Dinoflagellates have been the focus of many studies due to their ability to produce a wide variety of secondary metabolites, including hormones, allelochemicals, omega-3 fatty acids, essential amino acids, carotenoids, and toxins [11]. These compounds are not essential for cell survival and reproduction; however, they perform a variety of important biological functions. Their biosynthesis can be significantly influenced by culture conditions, including physical (e.g., light intensity, temperature), chemical (e.g., salinity, pH), and nutritional (in terms of nutritional metabolism and nutrient availability) parameters, which collectively modulate the metabolic pathways involved in their production [11,12]. Although dinoflagellates contain various bioactive molecules with great biotechnological and pharmaceutical potential, their cultivation presents several challenges that can negatively affect both biomass production and quality [13]. This process is delicate due to the organisms’ high sensitivity to shear forces. Bioreactors, which are the most common method of cultivation, typically produce a bubble layer and high aeration rates, both of which can inhibit growth. This sensitivity is largely due to the complex cell morphology of dinoflagellates, including the presence of a long, thin flagellum that is easily damaged [14,15,16]. As a result, dinoflagellate cultivation is often the subject of experimental studies aimed at optimizing cultivation parameters, taking both abiotic and biotic factors into account [17,18]
Marine microalgae, particularly dinoflagellates, are promising and sustainable sources of these fatty acids.
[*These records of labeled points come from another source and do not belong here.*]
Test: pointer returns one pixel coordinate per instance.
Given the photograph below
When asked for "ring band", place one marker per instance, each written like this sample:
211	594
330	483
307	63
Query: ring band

They can accumulate between 0.1% and 30% lipids in their biomass, making them an attractive option. Moreover, their cultivation does not compete with agricultural land, nor does it require large volumes of freshwater, positioning them as a strategic alternative to meet the growing demand for functional lipid sources in the food and pharmaceutical industries [19,20,21,22]. Despite the extensive diversity of fatty acids already identified and the progress made in research, studies specifically focusing on dinoflagellates are still limited compared to other microalgal groups [23]. However, recent studies have highlighted the significant fatty acid production capabilities of dinoflagellates, pointing to an underexplored biotechnological potential within this group [24,25]. Furthermore, in previous studies, we identified the dinoflagellate Durusdinium glynnii as a promising species for cultivation, characterized by its high-value biomass enriched with fatty acids and antioxidant metabolites. These findings supported its selection for the present investigation, which, to the best of our knowledge, constitutes one of the first systematic evaluations of large-scale cultivation strategies for this species. In this context, the objective of the present work is to assess the impact of inoculum percentage on the growth performance and fatty acid profile of the endosymbiotic dinoflagellate D. glynnii during scale-up.

2. Materials and Methods

2.1. Strain and Culture Conditions

A Durusdinium glynnii strain, clone BMK 211, was kindly provided by the Oceanographic Institute of the University of São Paulo (IO USP). It was maintained at the Live Food Production Laboratory (LAPAVI) in f/2 culture medium [26] with treated seawater at a salinity of 30 PSU, under an irradiance of 150 μmol photons m⁻2 s⁻1, provided by 36 W white LED lamps, at 21 ± 1 °C. The experiments were carried in the same conditions of strain maintaining in terms of salinity, irradiance, and temperature, with aeration using atmospheric air bubbling (0.05 L air L⁻1 min⁻1).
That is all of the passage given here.